Issue 2: Is there an arguable case that the General Division based its decision on an erroneous finding of fact that it made in a perverse or capricious manner or without regard for the material before it?

[23] The Claimant has not identified any evidence that the General Division ignored or misunderstood when reaching its decision. However, I have followed the lead of the courts in such cases as Karadeolian v Canada (Attorney General).Footnote 11 Karadeolian noted that “the Tribunal must be wary of mechanistically applying the language of section 58 of the [DESD] Act when it performs its gatekeeping function. It should not be trapped by the precise grounds for appeal advanced by a self-represented party like [the claimant].”

[24] Accordingly, I have reviewed the record to determine whether the General Division ignored or misunderstood any material before it. I appreciate that the General Division did not refer to each and every piece of evidence that was before it, but, according to the Federal Court of Appeal in Simpson v Canada (Attorney General), it is not required to do so. It may be presumed to have considered all the evidence.Footnote 12

[25] I have searched for any instance of significant evidence that may have been ignored or overlooked, in particular, significant evidence that may have affected the General Division’s findings on the existence of circumstances relevant to its assessment of reasonable alternatives.
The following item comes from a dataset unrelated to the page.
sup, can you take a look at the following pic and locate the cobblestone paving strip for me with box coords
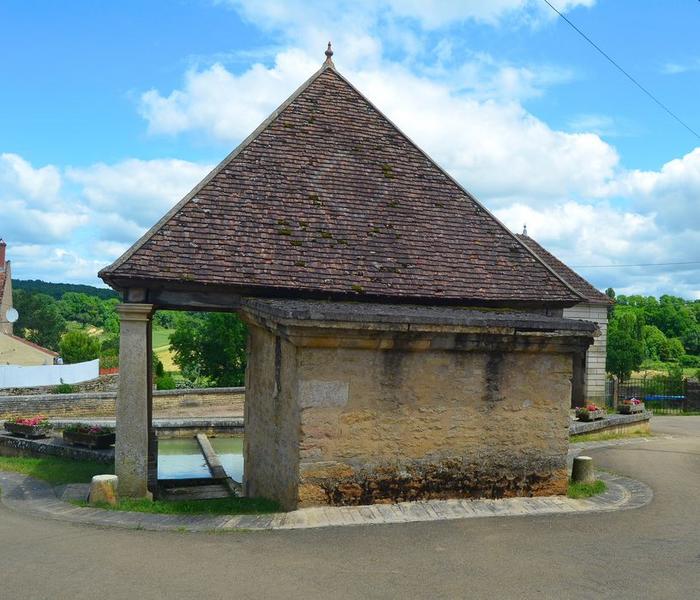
[0,469,653,532]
However, it was not apparent to me that the General Division ignored or misunderstood any significant evidence. I do not find that the Claimant has an arguable case that the General Division based its decision on any erroneous finding of fact that it made in a perverse or capricious fashion or without regard for the material before it under section 58(1)(c) of the DESD Act.

[26] The Claimant has no reasonable chance of success on appeal.

Conclusion

[27] The application for leave to appeal is refused.